Пес залаял, а я все молчал.

Они уехали, и я испытал чувство облегчения. Тоже хороши, ублюдки, подумал я. Потом зашел в дом, съел кусок хлеба. Погреб был заперт, но на шкафу среди луковиц стояла бутылка доброго вина, я взял ее и выпил до дна, усевшись за клумбой георгин. Голова закружилась, загудела, будто в ней мухи жужжали. Я вернулся в комнату, швырнул бутылку об пол, поближе к шкафу, так, словно бы кот ее уронил, на пол налил воду и отправился спать на сеновал.

Пьян я был до самого вечера; так, пьяный, и волов напоил, сменил им подстилку, сена подбросил. На дороге снова стали появляться люди; стоя за изгородью, я расспрашивал, какой приз был привязан к столбу, был ли и впрямь бег в мешках, кто победил. Люди охотно останавливались — никто со мной прежде не вел таких долгих разговоров. Теперь я и самому себе казался другим и даже жалел, что не поговорил с теми двумя офицерами, не спросил, что им нужно от наших девушек, не узнал, считают ли они их такими, как тех женщин в Канелли.

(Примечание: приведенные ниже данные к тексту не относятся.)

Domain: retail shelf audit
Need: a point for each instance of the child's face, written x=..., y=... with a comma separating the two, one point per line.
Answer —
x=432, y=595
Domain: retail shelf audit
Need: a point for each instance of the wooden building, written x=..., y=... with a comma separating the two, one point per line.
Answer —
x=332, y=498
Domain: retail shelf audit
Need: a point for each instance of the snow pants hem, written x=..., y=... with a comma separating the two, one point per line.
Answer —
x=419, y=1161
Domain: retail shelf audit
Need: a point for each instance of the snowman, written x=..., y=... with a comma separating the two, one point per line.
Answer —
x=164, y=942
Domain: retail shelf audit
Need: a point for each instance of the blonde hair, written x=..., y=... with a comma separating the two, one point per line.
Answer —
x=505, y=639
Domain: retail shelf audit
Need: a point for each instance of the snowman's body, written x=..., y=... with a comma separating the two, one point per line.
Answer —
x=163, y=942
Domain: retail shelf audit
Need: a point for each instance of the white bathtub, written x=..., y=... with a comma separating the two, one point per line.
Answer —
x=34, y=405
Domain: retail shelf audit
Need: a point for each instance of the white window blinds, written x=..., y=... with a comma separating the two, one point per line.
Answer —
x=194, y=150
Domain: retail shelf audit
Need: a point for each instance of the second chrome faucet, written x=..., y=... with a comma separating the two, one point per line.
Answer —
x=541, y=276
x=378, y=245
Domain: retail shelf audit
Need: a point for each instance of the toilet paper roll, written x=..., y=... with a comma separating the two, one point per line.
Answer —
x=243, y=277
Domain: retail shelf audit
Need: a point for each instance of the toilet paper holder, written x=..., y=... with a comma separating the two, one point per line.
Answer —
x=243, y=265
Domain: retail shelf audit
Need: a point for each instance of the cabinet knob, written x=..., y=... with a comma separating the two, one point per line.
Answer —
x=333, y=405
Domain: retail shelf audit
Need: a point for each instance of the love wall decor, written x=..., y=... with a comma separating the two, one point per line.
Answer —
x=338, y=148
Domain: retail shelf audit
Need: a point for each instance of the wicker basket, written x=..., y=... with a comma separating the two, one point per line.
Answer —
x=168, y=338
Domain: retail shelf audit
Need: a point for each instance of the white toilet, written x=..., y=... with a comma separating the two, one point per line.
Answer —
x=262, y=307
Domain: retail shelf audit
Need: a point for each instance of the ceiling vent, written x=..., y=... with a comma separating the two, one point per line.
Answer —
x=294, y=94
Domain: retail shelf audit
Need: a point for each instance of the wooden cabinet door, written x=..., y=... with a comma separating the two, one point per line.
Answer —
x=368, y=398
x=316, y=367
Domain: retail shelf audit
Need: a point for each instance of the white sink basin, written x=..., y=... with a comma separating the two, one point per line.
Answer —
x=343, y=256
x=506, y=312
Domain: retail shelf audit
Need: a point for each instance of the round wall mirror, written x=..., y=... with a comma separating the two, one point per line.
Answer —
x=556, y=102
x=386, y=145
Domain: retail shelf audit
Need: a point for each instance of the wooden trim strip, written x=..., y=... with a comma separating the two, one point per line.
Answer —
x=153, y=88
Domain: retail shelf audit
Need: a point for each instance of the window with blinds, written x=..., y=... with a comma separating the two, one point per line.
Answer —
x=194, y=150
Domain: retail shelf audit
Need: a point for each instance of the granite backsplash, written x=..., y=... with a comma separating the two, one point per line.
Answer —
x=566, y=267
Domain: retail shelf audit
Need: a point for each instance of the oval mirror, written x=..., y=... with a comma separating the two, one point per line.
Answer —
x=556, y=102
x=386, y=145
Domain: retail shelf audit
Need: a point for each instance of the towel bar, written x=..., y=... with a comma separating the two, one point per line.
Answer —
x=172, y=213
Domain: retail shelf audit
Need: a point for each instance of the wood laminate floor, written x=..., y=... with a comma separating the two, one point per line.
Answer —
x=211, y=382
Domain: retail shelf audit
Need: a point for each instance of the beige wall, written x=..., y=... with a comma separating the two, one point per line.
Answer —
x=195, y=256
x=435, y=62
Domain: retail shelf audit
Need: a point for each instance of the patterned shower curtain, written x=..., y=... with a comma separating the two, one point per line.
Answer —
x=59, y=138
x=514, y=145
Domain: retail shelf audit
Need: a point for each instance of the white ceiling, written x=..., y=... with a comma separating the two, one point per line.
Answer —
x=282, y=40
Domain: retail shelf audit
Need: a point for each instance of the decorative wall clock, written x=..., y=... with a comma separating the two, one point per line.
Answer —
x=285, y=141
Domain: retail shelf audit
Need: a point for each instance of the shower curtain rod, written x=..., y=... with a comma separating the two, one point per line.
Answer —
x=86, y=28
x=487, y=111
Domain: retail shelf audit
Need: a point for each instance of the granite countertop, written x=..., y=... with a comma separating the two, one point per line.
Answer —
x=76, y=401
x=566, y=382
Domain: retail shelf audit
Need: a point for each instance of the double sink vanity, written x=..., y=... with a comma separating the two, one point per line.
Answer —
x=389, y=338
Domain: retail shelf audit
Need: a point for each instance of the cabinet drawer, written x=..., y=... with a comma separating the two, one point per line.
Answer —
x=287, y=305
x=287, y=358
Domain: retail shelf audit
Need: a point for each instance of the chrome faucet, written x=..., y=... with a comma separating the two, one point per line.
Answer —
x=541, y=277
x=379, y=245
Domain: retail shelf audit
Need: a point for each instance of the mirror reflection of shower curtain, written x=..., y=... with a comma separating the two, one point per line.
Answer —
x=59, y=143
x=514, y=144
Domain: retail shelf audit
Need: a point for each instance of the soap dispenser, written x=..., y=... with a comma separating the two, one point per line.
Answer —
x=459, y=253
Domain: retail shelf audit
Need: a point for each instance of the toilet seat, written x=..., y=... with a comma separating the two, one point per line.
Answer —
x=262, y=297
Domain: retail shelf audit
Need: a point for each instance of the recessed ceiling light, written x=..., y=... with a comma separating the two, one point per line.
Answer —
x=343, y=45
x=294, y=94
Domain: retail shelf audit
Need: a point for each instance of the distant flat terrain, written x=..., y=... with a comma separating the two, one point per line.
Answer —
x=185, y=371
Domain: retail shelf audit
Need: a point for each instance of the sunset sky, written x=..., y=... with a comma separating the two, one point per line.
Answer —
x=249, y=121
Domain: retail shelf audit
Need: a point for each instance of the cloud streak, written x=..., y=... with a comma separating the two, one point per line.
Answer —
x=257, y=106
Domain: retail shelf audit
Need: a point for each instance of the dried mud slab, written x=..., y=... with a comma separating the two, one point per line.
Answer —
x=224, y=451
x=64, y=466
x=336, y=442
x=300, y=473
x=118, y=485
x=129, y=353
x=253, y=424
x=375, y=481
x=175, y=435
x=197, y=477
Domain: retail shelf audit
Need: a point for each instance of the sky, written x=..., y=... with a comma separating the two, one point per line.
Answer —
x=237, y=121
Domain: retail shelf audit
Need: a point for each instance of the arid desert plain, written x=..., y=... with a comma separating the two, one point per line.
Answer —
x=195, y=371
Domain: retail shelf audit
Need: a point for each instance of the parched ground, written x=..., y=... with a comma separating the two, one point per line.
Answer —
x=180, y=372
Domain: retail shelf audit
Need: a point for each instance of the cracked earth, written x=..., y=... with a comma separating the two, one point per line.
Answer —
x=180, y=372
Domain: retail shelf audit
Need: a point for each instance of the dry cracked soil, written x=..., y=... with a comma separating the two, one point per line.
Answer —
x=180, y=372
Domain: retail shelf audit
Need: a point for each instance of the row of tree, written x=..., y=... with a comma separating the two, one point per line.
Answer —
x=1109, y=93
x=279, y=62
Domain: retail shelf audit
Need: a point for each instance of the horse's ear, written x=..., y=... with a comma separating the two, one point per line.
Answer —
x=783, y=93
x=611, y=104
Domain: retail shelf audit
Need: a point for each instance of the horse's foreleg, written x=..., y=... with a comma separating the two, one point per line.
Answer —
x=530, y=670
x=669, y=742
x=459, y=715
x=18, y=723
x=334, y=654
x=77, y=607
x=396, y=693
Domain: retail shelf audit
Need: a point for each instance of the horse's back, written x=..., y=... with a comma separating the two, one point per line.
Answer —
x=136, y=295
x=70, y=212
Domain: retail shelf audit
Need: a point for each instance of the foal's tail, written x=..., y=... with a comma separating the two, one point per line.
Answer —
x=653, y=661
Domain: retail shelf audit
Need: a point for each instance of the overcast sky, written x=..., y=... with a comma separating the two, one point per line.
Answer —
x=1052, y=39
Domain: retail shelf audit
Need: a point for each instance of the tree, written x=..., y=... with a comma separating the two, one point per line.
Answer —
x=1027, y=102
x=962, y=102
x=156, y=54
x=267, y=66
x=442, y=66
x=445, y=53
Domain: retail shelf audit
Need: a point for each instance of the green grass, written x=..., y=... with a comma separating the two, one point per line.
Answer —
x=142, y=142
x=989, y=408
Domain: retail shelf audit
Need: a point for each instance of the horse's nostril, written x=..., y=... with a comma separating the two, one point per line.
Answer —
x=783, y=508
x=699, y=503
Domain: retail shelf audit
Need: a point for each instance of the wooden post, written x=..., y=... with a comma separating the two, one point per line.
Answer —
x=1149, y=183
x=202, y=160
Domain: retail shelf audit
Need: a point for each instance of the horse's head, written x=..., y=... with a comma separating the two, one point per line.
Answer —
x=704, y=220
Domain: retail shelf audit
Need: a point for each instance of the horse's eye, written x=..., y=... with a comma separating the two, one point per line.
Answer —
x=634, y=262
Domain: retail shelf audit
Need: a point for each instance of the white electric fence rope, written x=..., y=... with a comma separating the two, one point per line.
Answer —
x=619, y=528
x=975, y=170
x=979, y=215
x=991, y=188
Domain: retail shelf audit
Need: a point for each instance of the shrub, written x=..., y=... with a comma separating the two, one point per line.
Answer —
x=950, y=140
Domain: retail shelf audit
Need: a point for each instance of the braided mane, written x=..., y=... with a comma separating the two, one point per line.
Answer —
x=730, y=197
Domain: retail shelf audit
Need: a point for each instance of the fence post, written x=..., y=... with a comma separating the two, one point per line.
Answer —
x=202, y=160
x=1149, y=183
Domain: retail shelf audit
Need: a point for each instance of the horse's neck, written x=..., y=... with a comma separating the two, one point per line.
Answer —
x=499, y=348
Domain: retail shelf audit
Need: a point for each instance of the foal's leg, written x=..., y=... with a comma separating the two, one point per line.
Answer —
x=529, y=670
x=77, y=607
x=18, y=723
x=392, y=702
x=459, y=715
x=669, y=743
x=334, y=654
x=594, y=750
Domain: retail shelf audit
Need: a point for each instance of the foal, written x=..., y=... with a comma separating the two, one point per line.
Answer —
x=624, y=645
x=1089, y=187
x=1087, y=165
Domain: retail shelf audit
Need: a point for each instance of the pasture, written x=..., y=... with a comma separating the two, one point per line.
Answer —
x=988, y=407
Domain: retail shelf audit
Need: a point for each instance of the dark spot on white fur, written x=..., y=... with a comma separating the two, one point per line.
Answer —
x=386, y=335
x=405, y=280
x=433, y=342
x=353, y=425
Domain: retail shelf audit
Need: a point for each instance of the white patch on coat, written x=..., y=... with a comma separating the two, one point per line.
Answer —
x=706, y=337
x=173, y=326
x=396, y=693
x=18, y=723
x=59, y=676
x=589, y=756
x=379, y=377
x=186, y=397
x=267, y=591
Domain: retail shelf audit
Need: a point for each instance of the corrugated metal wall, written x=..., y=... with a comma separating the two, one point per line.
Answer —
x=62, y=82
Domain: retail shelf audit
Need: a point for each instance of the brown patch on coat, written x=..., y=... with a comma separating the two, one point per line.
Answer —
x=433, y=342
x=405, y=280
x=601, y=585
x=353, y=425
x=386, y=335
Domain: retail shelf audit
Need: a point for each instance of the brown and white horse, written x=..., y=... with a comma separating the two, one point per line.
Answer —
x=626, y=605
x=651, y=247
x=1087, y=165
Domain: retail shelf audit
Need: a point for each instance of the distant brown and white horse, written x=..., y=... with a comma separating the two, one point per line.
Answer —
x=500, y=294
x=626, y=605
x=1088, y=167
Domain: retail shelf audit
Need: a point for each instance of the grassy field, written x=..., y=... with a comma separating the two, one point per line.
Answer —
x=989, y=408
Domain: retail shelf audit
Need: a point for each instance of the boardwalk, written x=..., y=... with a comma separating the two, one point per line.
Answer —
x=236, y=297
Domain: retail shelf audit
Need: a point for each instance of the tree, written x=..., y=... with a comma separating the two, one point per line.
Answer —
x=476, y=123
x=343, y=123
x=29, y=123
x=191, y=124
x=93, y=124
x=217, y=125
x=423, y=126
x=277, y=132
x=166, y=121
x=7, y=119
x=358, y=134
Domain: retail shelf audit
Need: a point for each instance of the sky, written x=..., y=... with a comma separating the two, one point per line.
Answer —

К тому времени, когда Мора наполнилась народом, я уже знал о празднике столько, что мог поговорить о нем с Чирино, с Эмилией, с кем угодно, словно я и сам там побывал. А за ужином я снова выпил. Большая коляска воротилась поздней ночью, я давно уже спал, и мне снилось, будто я карабкаюсь вверх по голой спине Сильвии, словно по столбу с призом. Я услышал, как Чирино поднялся и пошел отпирать ворота, услышал голоса, хлопанье дверей, тяжелое дыхание коня. Я повернулся на другой бок и подумал: как хорошо, что теперь все на месте. Завтра проснемся, выйдем во двор, и я еще долго буду всех расспрашивать, буду слушать разговоры о празднике.

XX

Прошлые времена хороши были уж тем, что все совершалось в свой черед и у каждого времени года были свои обычаи, свои радости. Все зависело от работ на полях, от урожая, от того, дождь на дворе или солнце. Осенью мы возвращались на кухню в деревянных башмаках с прилипшими комьями грязи; походишь с рассвета за плугом, а к вечеру спина гудит и руки в ссадинах. Но вот со вспашкой покончено, тут и до снега недолго. И настает сплошное воскресенье — мы часами жуем жареные каштаны, ходим на посиделки, болтаем о всякой всячине, а работа — разве что в хлев иной раз приходится заглянуть. Помню последние дни зимних работ, помню «собачьи дни» — так называют в наших местах холодную январскую пору. Мы жгли на полях кучи черной, отсыревшей листвы и очистки кукурузы; их дым предвещал посиделки, веселые ночи, хорошую погоду.

Зима была лучшим временем моей дружбы с Нуто. Он стал уже совсем взрослым парнем. Он играл на кларнете: летом шатался повсюду, его взяли в оркестр на вокзале; только зимой он всегда был поблизости, и я с ним встречался у него дома, на Море, на дворах соседних усадеб. Он приходил в светло-зеленой фуфайке, надвинув на лоб кепку велосипедиста, и рассказывал всякие истории: то где-то придумали машину, чтобы подсчитывать, сколько на дереве груш, то в Канелли объявились воры и ночью утащили будку общественной уборной, а вот один крестьянин из Калоссо, уходя из дому, надевал своим детям намордники, чтоб те не перекусали друг друга. Чего он только не знал! Что в Кассинаско живет человек, который, распродав виноград, раскладывает банкноты по сто лир на коврике из камыша, а по утрам просушивает их на солнце, чтобы не испортились. А другой чудак, из Кумини, у которого грыжа величиной с тыкву, решил, что это вымя выросло, и попросил жену его подоить. Или вот что приключилось с двумя обжорами: объелись козлятиной и на тебе — один потом скакал и блеял, а второй бодался, словно у него рога выросли. Нуто рассказывал о невестах, о расстроившихся свадьбах, о крестьянских домах, где в подвале находили покойника.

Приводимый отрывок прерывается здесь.